Medium-sized rings are privileged structural motifs in various natural products and exhibit wide applications in chemical synthesis and the pharmaceutical industry.¹ Fused [5.5.0] bicyclic heterocycles, in particular, are prevalent in bioactive molecules, such as psiguadial A (anti-HIV), colchicine (antitubulin), daphnillonin B (anti-cancer), and daphnicyclidin A (Scheme 1a).² Despite the structural diversity, intriguing architectures, and potential utility of these core scaffolds, general synthetic strategies from simple precursors with high efficiency and excellent stereocontrol remain elusive.³ To date, two principal approaches have been adopted for constructing this scaffold: intramolecular and intermolecular reactions (Scheme 1b). For instance, intramolecular reactions include methods such as intramolecular Michael addition,^4a ring-closing metathesis,^4b [4 + 3] cycloaddition,^4c ring expansion, etc.^4d These reactions often require meticulous substrate design, typically involving extensive synthetic procedures, and usually result in racemic mixtures.
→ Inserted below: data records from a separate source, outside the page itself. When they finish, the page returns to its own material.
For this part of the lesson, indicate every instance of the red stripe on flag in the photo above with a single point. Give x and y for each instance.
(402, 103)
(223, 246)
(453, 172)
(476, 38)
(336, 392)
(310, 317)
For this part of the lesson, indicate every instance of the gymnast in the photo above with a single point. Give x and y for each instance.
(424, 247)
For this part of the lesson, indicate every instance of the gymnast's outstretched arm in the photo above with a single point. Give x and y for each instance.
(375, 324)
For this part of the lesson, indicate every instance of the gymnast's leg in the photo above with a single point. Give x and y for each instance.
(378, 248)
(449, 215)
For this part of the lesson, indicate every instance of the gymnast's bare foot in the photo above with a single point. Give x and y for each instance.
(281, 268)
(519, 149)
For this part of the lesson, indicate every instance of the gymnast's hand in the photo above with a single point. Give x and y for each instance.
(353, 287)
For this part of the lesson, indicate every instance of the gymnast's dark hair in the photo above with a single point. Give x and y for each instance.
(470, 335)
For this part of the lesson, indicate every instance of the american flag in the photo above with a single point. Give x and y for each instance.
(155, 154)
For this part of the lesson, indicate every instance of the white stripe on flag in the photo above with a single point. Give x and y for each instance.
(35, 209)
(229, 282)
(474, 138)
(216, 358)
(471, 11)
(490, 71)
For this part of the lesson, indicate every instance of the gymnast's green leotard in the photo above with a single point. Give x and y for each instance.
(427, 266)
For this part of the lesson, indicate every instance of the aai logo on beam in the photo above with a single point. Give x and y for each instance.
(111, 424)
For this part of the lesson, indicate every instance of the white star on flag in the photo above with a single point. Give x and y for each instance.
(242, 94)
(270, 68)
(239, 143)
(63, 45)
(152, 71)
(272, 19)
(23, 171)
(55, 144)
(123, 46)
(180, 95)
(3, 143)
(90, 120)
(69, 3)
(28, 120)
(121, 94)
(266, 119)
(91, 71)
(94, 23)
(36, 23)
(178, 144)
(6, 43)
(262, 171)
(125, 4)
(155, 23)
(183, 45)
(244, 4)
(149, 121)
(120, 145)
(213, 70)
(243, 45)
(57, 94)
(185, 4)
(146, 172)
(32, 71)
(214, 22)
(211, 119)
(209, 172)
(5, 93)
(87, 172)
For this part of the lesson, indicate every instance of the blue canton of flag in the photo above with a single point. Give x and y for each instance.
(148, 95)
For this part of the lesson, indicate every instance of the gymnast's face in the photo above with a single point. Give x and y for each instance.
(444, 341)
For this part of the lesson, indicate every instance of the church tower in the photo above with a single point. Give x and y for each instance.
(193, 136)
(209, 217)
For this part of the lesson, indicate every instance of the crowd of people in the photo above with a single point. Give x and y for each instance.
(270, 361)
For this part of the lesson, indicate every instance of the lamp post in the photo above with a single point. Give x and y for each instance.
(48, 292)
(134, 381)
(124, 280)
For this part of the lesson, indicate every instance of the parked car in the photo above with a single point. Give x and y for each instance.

In 2009, the Mukai group disclosed rhodium(I)-catalyzed intramolecular [5 + 2] cycloaddition of alkyne-allenylcyclopropanes, reporting two elegant examples of bicyclo[5.5.0]dodecatrienes in racemic form (Scheme 1c, left).⁵ To resolve the above problems, intermolecular cycloaddition reactions offer a significant advantage for the efficient construction of such frameworks from simple building blocks. Most of these elegant examples have focused on the use of commercially available tropones through asymmetric [8 + n] cycloaddition approaches.^6,7 Nevertheless, progress in intermolecular asymmetric high-order cycloadditions in this field remains significantly limited. In 2020, the pioneering work by Zhao, Shao, and colleagues made a notable advance by demonstrating a palladium-catalyzed [8 + 4] cycloaddition of γ-methylidene-δ-valerolactones with tropones, enabling the assembly of fused [5.5.0] bicyclic structures (Scheme 1c, right).⁸ While this work represents a significant breakthrough, only one chiral example was achieved (49% yield, 82% ee), highlighting the challenges in asymmetric synthesis of these frameworks. Thus, there is an urgent need to develop novel asymmetric intermolecular strategies that can achieve facile construction of enantioenriched fused [5.5.0] bicyclic skeletons, thereby enhancing their potential applications in drug discovery and development.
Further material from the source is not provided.